SAN FRANCISCO (CN) – Insiders at Bank of America manipulated the market for auction rate securities to increase their profits at the expense of small investors, shareholders claim in a federal class action. (On Thursday, the SEC announced that Bank of America will return up to $4.7 billion to more than 5,500 investors who bought auction rate securities from it before the market collapsed this year. The bank agreed “in principle” to the settlement, the SEC said.)
Shareholders say that CEO Kenneth Lewis and other BofA directors “stabilized” the market for auction rate securities, in which the company had invested heavily, when the market showed any signs of not being liquid.
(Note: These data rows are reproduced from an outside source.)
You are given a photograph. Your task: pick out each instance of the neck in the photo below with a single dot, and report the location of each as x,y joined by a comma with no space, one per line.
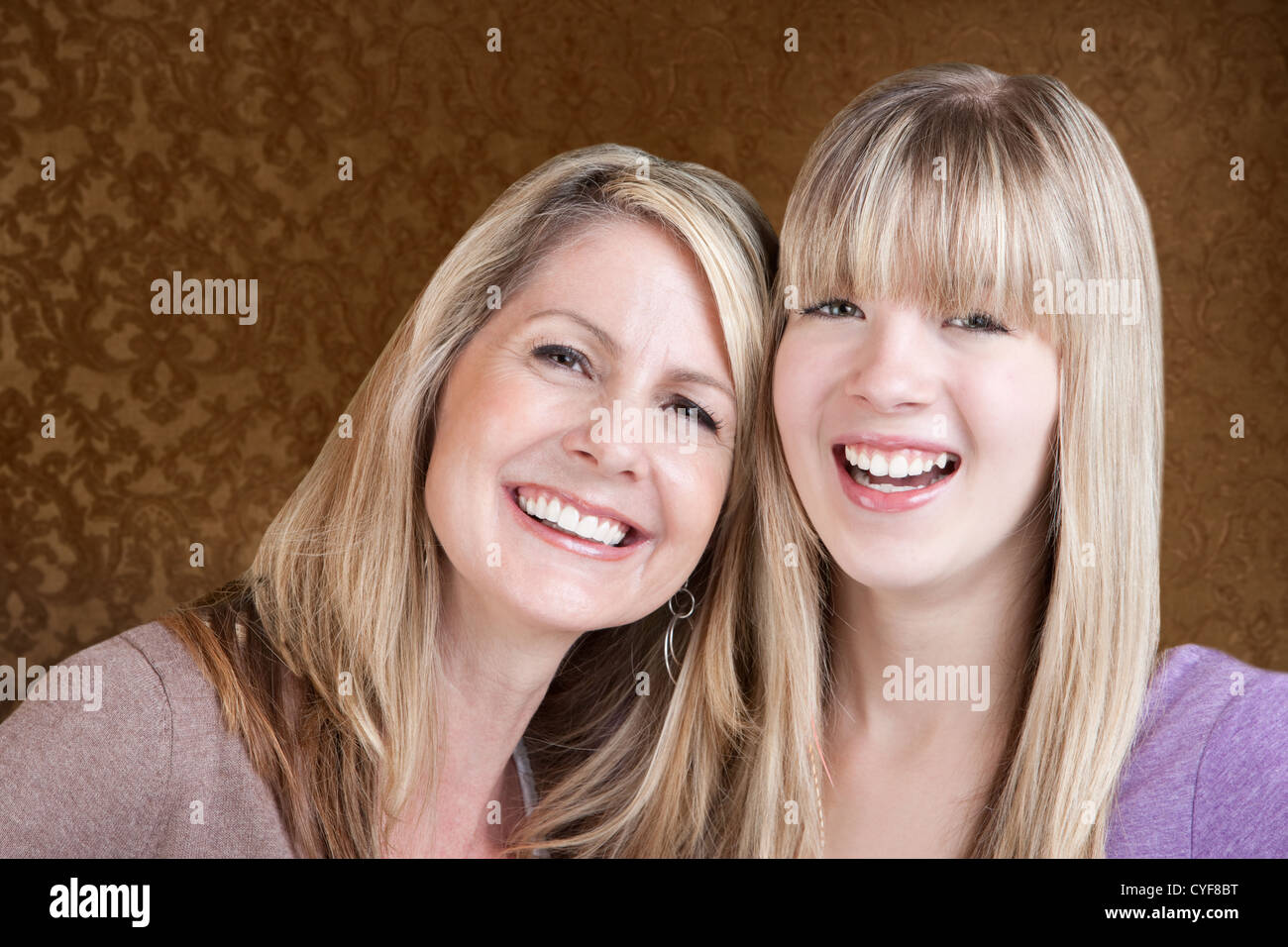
983,621
494,673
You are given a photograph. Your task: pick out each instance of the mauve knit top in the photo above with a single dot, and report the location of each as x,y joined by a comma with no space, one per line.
121,781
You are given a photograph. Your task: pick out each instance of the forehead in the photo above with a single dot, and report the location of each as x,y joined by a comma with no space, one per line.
636,282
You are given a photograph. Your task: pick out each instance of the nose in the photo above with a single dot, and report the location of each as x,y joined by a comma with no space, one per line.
894,364
612,440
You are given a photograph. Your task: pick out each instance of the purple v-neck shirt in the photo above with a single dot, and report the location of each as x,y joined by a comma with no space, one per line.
1209,772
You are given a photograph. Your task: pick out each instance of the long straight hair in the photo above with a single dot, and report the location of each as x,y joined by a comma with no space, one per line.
957,188
325,651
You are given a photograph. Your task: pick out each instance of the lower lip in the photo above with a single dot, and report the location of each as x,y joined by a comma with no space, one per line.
563,540
875,500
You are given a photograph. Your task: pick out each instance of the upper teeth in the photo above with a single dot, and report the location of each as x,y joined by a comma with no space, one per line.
898,464
571,519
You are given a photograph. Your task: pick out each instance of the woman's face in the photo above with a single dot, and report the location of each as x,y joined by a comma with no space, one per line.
576,474
917,444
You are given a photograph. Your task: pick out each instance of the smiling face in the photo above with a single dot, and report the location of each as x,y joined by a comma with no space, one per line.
917,445
567,483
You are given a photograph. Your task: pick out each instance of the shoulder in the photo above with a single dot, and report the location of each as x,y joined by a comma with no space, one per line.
88,750
145,767
1209,772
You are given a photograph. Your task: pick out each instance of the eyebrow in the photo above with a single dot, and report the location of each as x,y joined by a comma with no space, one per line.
614,351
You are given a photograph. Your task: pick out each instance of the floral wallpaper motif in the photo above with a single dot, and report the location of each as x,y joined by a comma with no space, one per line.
223,163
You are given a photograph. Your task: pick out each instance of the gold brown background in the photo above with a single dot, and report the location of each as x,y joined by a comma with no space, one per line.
176,429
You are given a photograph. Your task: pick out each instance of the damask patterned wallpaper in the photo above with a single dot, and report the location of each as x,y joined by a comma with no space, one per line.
223,163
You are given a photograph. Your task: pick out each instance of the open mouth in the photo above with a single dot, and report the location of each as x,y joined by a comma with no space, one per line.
561,514
896,471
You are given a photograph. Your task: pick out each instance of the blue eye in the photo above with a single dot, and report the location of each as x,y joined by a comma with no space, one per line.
833,308
978,322
563,356
704,418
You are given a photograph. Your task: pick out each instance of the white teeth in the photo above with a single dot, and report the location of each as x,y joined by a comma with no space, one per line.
567,518
863,466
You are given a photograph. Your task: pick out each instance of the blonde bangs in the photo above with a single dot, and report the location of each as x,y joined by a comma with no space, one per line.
949,204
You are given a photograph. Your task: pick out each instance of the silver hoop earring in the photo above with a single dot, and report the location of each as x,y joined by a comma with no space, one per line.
682,605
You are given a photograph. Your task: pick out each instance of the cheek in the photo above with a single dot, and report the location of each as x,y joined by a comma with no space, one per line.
1012,415
694,489
794,388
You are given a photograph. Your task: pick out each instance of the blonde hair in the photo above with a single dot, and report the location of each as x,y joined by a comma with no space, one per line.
344,582
957,188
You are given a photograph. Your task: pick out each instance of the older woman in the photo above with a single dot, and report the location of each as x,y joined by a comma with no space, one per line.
365,686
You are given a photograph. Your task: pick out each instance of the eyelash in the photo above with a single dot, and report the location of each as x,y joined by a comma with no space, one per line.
991,324
550,350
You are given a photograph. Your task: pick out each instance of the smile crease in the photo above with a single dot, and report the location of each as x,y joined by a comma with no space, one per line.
567,518
897,471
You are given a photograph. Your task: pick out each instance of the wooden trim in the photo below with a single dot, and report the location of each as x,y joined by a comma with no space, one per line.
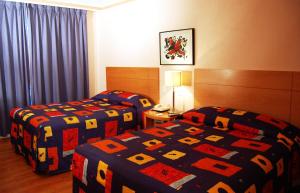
296,81
139,80
245,78
271,92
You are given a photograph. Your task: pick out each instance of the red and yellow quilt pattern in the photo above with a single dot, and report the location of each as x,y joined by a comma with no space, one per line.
190,156
47,134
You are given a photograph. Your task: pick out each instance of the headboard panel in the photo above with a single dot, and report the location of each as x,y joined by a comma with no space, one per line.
139,80
271,92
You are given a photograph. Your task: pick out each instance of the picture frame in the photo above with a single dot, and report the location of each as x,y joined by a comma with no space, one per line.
177,47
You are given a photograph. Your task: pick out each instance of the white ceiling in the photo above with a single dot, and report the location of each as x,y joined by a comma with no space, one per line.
81,4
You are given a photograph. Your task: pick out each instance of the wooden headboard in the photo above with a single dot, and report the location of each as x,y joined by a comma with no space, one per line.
144,81
276,93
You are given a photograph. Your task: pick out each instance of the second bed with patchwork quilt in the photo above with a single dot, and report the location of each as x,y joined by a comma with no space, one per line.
48,134
209,150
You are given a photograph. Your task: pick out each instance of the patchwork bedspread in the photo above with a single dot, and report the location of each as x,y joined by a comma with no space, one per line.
184,156
48,134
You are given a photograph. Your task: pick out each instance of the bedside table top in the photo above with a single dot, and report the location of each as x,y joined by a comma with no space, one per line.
158,115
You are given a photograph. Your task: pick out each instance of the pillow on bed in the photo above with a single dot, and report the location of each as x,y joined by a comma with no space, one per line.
125,98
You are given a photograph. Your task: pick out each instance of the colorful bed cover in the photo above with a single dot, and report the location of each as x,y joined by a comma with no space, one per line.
48,134
184,156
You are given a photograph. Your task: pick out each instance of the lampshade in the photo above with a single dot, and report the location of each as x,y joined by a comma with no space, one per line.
173,78
186,78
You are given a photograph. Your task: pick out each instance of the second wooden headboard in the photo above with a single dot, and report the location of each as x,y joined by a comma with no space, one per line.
276,93
144,81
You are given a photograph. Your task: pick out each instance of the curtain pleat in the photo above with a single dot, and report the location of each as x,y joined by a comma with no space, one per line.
43,57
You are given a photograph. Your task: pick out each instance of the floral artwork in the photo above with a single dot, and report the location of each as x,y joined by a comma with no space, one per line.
177,47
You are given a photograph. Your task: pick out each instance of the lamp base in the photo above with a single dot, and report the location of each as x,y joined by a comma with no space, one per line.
173,112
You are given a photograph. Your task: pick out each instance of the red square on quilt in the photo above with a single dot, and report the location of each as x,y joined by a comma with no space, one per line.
14,130
53,155
127,95
93,108
78,163
275,122
38,107
167,174
27,139
111,128
118,107
109,146
195,116
216,166
249,144
158,132
54,114
36,121
83,113
212,150
75,103
70,139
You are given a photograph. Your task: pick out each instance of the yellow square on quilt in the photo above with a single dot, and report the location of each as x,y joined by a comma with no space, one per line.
239,112
34,143
189,140
101,173
104,104
50,110
48,132
152,142
70,109
140,159
214,138
91,124
125,189
174,155
21,130
222,122
112,113
220,186
127,116
71,120
145,102
27,116
42,154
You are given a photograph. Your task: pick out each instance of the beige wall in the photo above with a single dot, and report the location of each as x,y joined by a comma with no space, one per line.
248,34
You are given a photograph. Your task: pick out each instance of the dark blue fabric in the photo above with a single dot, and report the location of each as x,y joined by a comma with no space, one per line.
43,56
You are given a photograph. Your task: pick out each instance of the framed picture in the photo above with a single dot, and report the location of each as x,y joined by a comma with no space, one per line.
177,47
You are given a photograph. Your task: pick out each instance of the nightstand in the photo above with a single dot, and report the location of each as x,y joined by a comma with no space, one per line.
151,118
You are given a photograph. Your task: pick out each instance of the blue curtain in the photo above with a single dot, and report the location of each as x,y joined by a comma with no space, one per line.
43,56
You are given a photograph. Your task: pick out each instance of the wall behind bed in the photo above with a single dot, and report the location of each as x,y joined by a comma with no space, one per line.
231,34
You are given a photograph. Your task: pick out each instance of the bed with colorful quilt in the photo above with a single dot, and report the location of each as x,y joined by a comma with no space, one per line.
46,135
210,149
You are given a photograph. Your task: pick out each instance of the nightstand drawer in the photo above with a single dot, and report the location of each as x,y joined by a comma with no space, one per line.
153,118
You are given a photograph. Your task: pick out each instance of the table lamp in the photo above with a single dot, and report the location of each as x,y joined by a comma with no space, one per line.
173,78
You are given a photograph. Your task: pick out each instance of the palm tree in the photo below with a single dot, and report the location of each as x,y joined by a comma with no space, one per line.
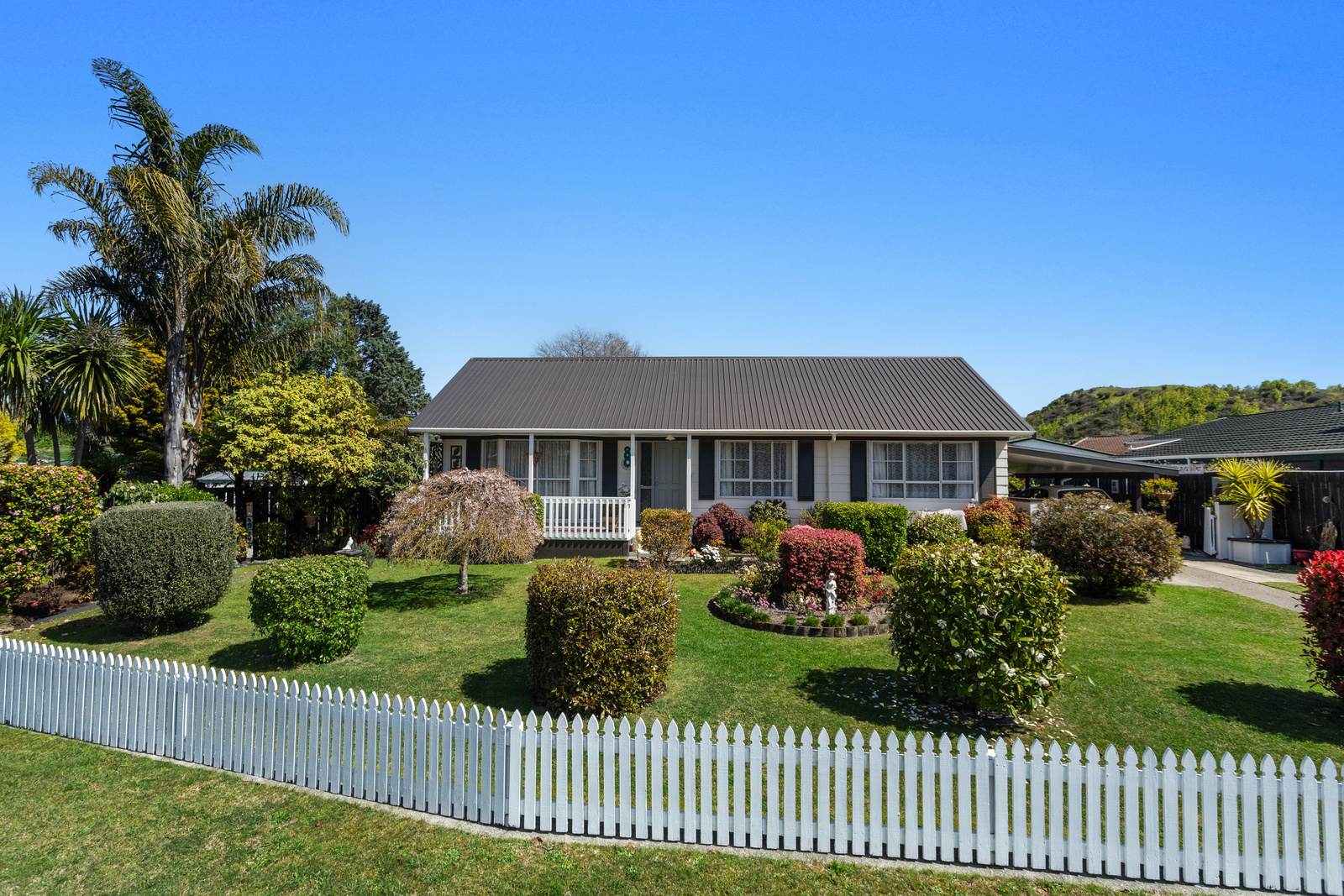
206,277
24,325
93,364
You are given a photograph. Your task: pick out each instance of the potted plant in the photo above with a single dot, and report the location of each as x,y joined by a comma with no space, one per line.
1254,486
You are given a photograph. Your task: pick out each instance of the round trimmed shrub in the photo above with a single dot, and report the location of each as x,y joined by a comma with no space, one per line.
1104,544
981,625
160,566
600,641
311,609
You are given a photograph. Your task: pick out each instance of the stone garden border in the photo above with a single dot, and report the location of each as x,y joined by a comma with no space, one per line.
801,631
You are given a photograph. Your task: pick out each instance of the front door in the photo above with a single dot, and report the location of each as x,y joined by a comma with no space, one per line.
669,474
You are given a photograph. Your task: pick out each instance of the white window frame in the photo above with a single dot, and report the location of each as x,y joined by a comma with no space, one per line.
756,486
949,488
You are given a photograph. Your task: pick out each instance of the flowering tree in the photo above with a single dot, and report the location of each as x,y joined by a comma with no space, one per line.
463,516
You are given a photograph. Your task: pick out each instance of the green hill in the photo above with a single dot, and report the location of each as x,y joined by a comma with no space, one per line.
1110,410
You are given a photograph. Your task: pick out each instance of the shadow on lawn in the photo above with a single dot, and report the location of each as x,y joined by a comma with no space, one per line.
1303,715
886,699
432,591
501,684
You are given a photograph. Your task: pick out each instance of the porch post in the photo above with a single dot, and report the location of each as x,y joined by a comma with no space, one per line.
689,473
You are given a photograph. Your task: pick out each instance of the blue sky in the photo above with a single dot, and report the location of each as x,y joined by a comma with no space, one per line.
1068,195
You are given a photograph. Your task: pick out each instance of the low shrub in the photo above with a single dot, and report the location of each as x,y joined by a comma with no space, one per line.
936,528
600,641
665,535
770,511
1104,544
160,566
47,512
1323,611
311,609
981,625
882,527
722,523
765,543
998,521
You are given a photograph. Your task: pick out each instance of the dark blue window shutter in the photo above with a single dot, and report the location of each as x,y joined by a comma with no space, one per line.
707,477
806,472
988,474
609,450
858,470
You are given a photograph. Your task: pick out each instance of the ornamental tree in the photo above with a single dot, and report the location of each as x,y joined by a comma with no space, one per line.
463,517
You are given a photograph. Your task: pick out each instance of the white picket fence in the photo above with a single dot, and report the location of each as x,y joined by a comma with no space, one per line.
1252,825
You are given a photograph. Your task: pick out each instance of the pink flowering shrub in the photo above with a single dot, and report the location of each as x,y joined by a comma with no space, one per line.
1323,611
45,516
808,555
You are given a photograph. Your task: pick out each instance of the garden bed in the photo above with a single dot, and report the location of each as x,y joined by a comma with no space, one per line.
801,631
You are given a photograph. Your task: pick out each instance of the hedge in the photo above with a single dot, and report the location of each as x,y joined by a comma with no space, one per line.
806,555
981,625
600,641
882,527
160,566
45,519
311,609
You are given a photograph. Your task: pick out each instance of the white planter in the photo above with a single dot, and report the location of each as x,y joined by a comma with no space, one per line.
1260,551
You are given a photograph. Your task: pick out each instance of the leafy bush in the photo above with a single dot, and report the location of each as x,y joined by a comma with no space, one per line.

Their illegal maneuvers included bidding on their own accounts without informing customers, allowing revised bids to be submitted after the market deadline and collaborating with some customers by having them bid at auctions and then compensating them in the secondary market with rates higher than the clearing rate set at the auction, according to the complaint.
By 2007, more auctions were failing than succeeding as the market imploded. Directors allegedly sold the securities to unsuspecting investors, leaving thousands of investors with millions of dollars of highly illiquid and essentially worthless investments.
Plaintiffs say the scheme could cost the company billions of dollars in settlements, fines and lost business and has made it the subject of investigations by the Securities and Exchange Commission and the New York Attorney General.
Plaintiffs want their money back, more corporate oversight for Bank of America and other relief the court deems appropriate. They are represented by Michael Ram with Levy, Ram & Olson.